Data quality grades, match confidence and lead signals

  • Reason chainmatch.matchReason[] reads back the exact thresholds the cascade branched on.
  • Per-attribute corroborationmatch.matchEvidence is null until your input row carries that field, so nothing is fabricated on data you never gave.
  • Data-quality axisquality (grade A–F, completeness, issues) is distinct from match.confidence. A confidently-matched place can still have a defect-laden record; the two questions get two answers.
  • Lifecycle bandlifecycle.status is a descriptive band over evidence (operating status, low confidence), never a fabricated "closed" verdict.
  • Lead signalsleadSignals[] (NO_WEBSITE, NO_INSTAGRAM, UNBRANDED, INDEPENDENT, …) off already-fetched data. "Dentists in this metro with no website" is a ready-to-sell list at no extra cost.

Key inputs

InputDefaultNotes
matchProfilebalancedstrict (precision-first) / balanced / lenient (recall-first). A preset threshold pack, not a rule engine.
matchRadiusMeters150tighten (e.g. 50) for premise-accurate matches.
nameSimStrong / nameSimWeak0.89 / 0.83power-user overrides; matchProfile sets these.
overtureRelease2026-05-20.0the us-west-2 bucket retains only the latest ~2 releases.
minConfidence0.5drop ground-truth candidates below this Overture confidence.
includeLifecycle / emitLeadSignalstruecheap, on by default.
includeMarketContext / includeGlobalBrandStats / includeGraphEdgesfalseopt-in extra reads.

What this is not (stated up front)

  • Not a Google Maps replacement — no live reviews, ratings, or hours.
  • Coverage is uneven by region — best in US / EU / urban areas; thin-coverage regions match lower. The territory summary surfaces a coverageConfidence signal so you know where to trust the data.
  • Not a legal-entity → trading-name resolver — the cascade matches names as written. A divergent legal name vs trading name ("Bushmills Hotels Ltd" → "The Bushmills Inn") lands in the review queue, exactly as a plain fuzzy+spatial resolver would. The brand short-circuit rescues chains; divergent-name independents still need a human.
  • Not a geocoder — no-coord rows get flagged address-text matching (capped — each is a full scan), not precise geocoding.

Cost

Free to run during launch. No proxies and no per-place fees — reads of the public Overture data are anonymous and sponsored by AWS, so you pay only Apify platform compute.

Attribution

Built on Overture Maps Places data, CDLA Permissive 2.0. Every output record carries the attribution string and a resaleSafe flag.

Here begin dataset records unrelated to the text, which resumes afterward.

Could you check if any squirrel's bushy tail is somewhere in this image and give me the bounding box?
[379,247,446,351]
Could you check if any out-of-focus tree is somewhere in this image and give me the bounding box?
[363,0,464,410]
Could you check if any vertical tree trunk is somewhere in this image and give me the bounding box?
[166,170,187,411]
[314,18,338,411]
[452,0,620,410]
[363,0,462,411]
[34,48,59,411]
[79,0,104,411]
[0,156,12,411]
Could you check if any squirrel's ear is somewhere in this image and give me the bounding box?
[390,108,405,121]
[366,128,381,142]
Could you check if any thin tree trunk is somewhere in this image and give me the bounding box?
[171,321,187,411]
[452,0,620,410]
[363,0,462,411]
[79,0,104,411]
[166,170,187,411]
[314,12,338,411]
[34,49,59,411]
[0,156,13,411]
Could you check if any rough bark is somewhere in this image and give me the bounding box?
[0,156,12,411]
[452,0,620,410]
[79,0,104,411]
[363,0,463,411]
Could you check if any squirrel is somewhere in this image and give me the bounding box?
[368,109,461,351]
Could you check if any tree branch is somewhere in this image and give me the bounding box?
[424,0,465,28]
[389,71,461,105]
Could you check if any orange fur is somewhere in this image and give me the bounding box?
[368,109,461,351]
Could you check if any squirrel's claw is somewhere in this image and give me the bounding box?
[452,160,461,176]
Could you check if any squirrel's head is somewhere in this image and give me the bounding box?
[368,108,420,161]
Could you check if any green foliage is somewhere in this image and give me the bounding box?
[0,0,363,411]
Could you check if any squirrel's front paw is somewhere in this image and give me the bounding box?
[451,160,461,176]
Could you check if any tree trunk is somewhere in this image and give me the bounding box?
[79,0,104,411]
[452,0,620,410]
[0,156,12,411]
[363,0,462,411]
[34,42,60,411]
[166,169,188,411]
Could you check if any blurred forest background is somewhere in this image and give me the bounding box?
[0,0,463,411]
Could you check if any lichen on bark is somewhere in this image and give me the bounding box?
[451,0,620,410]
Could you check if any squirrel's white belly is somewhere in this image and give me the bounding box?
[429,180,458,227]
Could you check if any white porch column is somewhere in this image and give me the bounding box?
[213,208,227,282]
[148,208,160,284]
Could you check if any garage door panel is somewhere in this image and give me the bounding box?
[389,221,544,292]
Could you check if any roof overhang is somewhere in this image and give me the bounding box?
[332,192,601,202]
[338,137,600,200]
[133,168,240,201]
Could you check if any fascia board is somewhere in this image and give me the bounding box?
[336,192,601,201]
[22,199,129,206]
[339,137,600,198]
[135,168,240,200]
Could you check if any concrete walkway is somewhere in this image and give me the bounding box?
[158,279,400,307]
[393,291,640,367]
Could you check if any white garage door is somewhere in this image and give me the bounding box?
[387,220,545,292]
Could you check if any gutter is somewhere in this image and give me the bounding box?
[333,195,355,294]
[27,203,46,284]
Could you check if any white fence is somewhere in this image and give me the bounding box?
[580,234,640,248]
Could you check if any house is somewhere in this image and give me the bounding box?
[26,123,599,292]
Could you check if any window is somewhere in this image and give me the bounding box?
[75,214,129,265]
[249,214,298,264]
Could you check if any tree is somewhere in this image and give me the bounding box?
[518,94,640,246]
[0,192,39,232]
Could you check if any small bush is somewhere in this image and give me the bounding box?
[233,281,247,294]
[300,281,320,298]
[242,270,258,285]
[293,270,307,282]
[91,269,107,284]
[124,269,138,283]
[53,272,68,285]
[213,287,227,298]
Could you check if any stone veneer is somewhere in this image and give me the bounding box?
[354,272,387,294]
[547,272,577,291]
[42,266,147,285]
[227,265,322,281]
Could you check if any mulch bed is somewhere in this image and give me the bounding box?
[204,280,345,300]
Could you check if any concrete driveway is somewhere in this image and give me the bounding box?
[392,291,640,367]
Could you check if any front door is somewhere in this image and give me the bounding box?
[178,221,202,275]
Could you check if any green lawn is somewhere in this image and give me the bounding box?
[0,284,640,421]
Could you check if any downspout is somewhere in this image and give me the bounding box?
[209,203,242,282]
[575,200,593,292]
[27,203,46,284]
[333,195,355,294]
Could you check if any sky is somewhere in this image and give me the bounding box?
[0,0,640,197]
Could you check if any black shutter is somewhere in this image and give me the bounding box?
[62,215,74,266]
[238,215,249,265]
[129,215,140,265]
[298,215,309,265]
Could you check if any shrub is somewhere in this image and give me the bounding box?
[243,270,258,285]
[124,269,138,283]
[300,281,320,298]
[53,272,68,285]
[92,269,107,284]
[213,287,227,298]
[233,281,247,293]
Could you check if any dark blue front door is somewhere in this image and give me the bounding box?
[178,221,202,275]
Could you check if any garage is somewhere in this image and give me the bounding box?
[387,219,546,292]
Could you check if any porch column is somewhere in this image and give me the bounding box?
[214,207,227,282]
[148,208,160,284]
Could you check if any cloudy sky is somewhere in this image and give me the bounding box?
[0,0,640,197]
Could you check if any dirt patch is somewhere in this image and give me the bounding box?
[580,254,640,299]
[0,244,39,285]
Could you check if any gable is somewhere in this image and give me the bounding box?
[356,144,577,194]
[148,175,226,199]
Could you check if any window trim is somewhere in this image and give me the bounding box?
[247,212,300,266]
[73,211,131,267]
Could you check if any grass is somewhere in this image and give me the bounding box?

Deliver results to Slack or Notion (MCP connectors)

Optionally pipe each run's decisions — the resolution/territory digest plus the ranked review worklist — straight into your own Slack channel or Notion workspace. You never hand this actor a token: you connect Slack/Notion once in Apify Console → Settings → MCP connectors (Notion is one click), and Apify proxies the credentials. The actor only ever receives a connector id.

  • Notion — set notionConnector. Get a one-page resolution report (digest + top review items), or a page per review item with notionArchiveProfile: per-review.
  • Slack — set slackConnector (and optionally slackChannel). The digest is posted, plus review items at or above slackMinReviewPriority (default 50) so the channel stays signal-only. (Slack connectors need you to register your own Slack OAuth app.)

Only the decisions are delivered — never the bulk resolution rows. Leave the connector fields empty and the run behaves exactly as before. The delivery outcome is reported back on the run-summary's deliveries block.